FCシャルケ04誕生の瞬間は、大筋においてこのようなものだっただろう。クラブ創立についての詳細は何も残されていない ― 創立メンバーとクラブの名前が書かれた伝説的なノートも、写真の一枚さえも。後にクラブ創立を記念して、口頭で伝えられてきたいくつかの逸話が新聞に載ると、それらの逸話が時を経るにつれてシャルカー・マルクトの神話になった。

できたばかりのクラブは創立後の数年で、西ドイツ・サッカー競技連盟に加入するために努力を重ねる。連盟に加入しなければ他のクラブと試合ができなかったためだ。しかし市民階級の影響が強かった連盟は、労働者階級の若者が作ったクラブに安定した持続的な発展を期待せず、シャルケの加入を拒否した。若者に頼まれてクラブ会長を務めていた竪坑櫓“コンソリデーション“の計量責任者で成人のハインリッヒ・ヒルガートさえ、連盟の決定を覆すことはできなかった。

1912年、ヴェストファリア・シャルケはやむをえず市民階級の“体操クラブ・シャルケ1877(TVシャルケ1877)”の傘下に入る。こうしてついに若者たちは試合ができるようになり、体操クラブが用意したグレンツ通りのピッチを試合会場として使用した。新しいアイデンティティーを得たことでクラブカラーも改められ、サッカー選手たちは1913年11月21日、新しいユニフォームを申請した。そのカラーは青と白だった。

第一次世界大戦は、長らく信じられたようにドイツ西部のサッカーの唐突な終わりを意味することはなかった。その反対だ。1915年夏、サッカーを愛するシャルカーは改めてヴェストファリア・シャルケという名前のクラブを創立する。TVシャルケ1877のサッカーチームとヴェストファリア・シャルケは1年間共存し、親善試合も行った。両チームは1916年7月、“統一戦時チーム・シャルケ”として統合される。終戦後、両チームは再びそれぞれ独立したチームとして活動しようと試みた。しかしTVシャルケ1877とヴェストファリア・シャルケは1919年5月に再び1つのチームとなり、クラブ名も“体操・スポーツクラブ77(TuSシャルケ77)”と改められた。

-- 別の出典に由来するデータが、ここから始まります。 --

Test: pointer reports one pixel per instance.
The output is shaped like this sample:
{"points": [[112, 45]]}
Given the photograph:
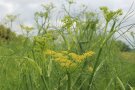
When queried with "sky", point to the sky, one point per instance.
{"points": [[26, 8]]}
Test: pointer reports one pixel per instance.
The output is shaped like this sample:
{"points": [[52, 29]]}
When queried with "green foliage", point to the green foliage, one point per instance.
{"points": [[123, 46], [24, 64]]}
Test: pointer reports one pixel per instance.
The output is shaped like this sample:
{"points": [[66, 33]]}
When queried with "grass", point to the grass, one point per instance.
{"points": [[69, 57]]}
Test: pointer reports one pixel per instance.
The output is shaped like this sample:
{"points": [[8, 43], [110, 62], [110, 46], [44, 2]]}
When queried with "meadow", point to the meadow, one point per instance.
{"points": [[80, 53]]}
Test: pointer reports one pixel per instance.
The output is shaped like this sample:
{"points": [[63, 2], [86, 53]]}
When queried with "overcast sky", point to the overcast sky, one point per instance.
{"points": [[27, 8]]}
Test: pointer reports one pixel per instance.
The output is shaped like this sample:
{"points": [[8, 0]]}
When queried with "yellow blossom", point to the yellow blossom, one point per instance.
{"points": [[90, 69], [88, 54]]}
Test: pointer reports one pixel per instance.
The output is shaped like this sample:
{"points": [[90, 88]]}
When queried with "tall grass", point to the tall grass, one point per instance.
{"points": [[27, 64]]}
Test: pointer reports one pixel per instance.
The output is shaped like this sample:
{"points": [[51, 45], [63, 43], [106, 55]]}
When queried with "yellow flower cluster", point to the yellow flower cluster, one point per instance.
{"points": [[80, 58], [66, 59]]}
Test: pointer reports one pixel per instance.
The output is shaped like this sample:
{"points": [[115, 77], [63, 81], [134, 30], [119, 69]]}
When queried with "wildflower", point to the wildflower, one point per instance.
{"points": [[50, 52], [88, 54], [61, 60], [90, 69]]}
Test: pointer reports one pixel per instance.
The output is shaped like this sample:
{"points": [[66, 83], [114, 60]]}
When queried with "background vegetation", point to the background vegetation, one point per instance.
{"points": [[80, 53]]}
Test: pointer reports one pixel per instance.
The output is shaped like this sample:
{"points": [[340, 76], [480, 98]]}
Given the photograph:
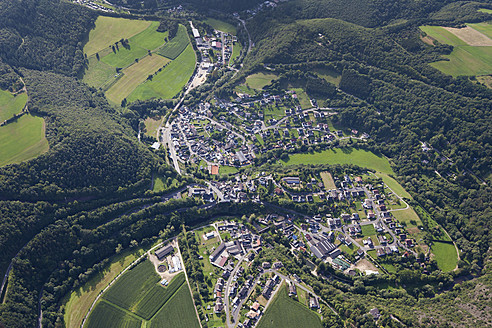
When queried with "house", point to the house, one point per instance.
{"points": [[163, 252]]}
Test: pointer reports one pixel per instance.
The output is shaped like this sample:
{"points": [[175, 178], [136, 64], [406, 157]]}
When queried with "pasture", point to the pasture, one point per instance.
{"points": [[287, 313], [10, 104], [131, 287], [108, 30], [176, 45], [107, 315], [359, 157], [445, 255], [221, 26], [178, 312], [80, 300], [22, 140], [170, 81], [134, 76]]}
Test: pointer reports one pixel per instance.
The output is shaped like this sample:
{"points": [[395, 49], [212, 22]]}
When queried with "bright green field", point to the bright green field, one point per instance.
{"points": [[169, 82], [176, 45], [108, 30], [22, 140], [10, 105], [286, 313], [445, 255], [178, 312], [131, 287], [357, 157], [221, 26], [107, 315]]}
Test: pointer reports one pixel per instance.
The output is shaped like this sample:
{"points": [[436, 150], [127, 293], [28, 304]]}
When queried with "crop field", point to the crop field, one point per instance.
{"points": [[178, 312], [170, 81], [22, 140], [10, 104], [80, 300], [132, 286], [176, 45], [107, 315], [360, 157], [445, 255], [286, 313], [156, 297], [134, 76], [108, 30], [221, 26]]}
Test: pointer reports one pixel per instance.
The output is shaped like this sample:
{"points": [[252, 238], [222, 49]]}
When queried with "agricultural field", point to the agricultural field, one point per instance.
{"points": [[445, 255], [170, 81], [132, 286], [360, 157], [107, 315], [176, 45], [10, 104], [472, 53], [22, 140], [80, 300], [178, 312], [221, 26], [108, 30], [133, 76], [285, 312]]}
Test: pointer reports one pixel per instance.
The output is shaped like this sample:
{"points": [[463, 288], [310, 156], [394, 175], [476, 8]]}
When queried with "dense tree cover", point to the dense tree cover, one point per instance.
{"points": [[44, 34]]}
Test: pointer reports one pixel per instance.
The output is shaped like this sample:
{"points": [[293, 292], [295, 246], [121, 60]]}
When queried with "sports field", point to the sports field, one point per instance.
{"points": [[445, 255], [176, 45], [108, 30], [134, 76], [169, 82], [286, 313], [221, 26], [22, 140], [178, 312], [10, 105], [359, 157]]}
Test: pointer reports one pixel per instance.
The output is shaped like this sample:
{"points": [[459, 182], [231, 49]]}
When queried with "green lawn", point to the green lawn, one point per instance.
{"points": [[176, 45], [107, 315], [81, 299], [286, 313], [221, 26], [22, 140], [10, 104], [177, 312], [169, 82], [108, 30], [445, 255], [353, 156]]}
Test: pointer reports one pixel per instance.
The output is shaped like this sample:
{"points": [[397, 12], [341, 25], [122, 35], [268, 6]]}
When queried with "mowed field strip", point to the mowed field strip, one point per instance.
{"points": [[108, 30], [133, 76]]}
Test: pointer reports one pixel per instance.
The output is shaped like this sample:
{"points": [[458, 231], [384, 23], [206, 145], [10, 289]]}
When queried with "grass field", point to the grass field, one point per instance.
{"points": [[445, 255], [157, 296], [132, 286], [221, 26], [22, 140], [176, 45], [108, 30], [10, 105], [258, 80], [178, 312], [107, 315], [328, 180], [134, 76], [169, 82], [81, 299], [353, 156], [286, 313]]}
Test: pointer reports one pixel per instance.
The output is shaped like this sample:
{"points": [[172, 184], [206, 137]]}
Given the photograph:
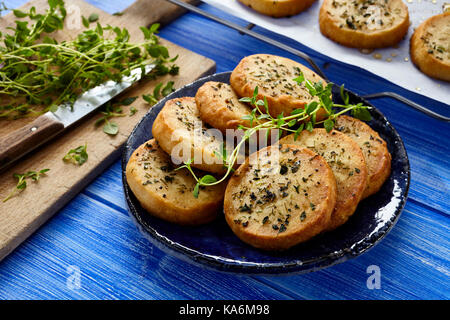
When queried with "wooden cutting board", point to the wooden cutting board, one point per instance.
{"points": [[23, 214]]}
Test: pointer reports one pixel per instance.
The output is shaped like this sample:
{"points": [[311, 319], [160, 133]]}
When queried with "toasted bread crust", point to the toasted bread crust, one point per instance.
{"points": [[280, 197], [219, 106], [273, 75], [430, 47], [181, 133], [374, 148], [347, 162], [278, 8], [166, 193], [387, 24]]}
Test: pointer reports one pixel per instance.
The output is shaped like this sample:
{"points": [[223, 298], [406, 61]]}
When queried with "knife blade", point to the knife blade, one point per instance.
{"points": [[45, 127]]}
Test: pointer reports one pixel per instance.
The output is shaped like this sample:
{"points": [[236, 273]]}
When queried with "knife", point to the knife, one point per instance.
{"points": [[20, 142]]}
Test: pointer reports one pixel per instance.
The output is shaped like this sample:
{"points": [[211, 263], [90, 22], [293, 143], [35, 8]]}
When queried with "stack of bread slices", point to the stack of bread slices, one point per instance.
{"points": [[282, 194]]}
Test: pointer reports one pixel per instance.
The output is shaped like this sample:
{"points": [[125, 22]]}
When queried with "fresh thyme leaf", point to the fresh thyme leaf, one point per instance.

TuSシャルケ77は1920年、2部リーグ昇格を果たす。2部昇格に貢献したのは長年キャプテンを務めたトーマス・シュトゥデントだけではない。特にイングランドで育ったハンスとフレッドのバルマン兄弟はシャルケのサッカーに革命を引き起こした。彼らが確立したポジションを素早く変更しながらショートパスを繋ぐプレースタイルは、後に“シャルカー・クライゼル”と呼ばれ、サッカーファンの記憶に残ることになる。1922年、クラブはあと少しというところで惜しくも1部リーグ昇格を逃した。その後の数シーズンは連盟によって決定された昇格禁止により、TuSシャルケ77は1部に昇格できない状態が続いた。サッカー選手たちはこの間に体操クラブからの独立を決断した。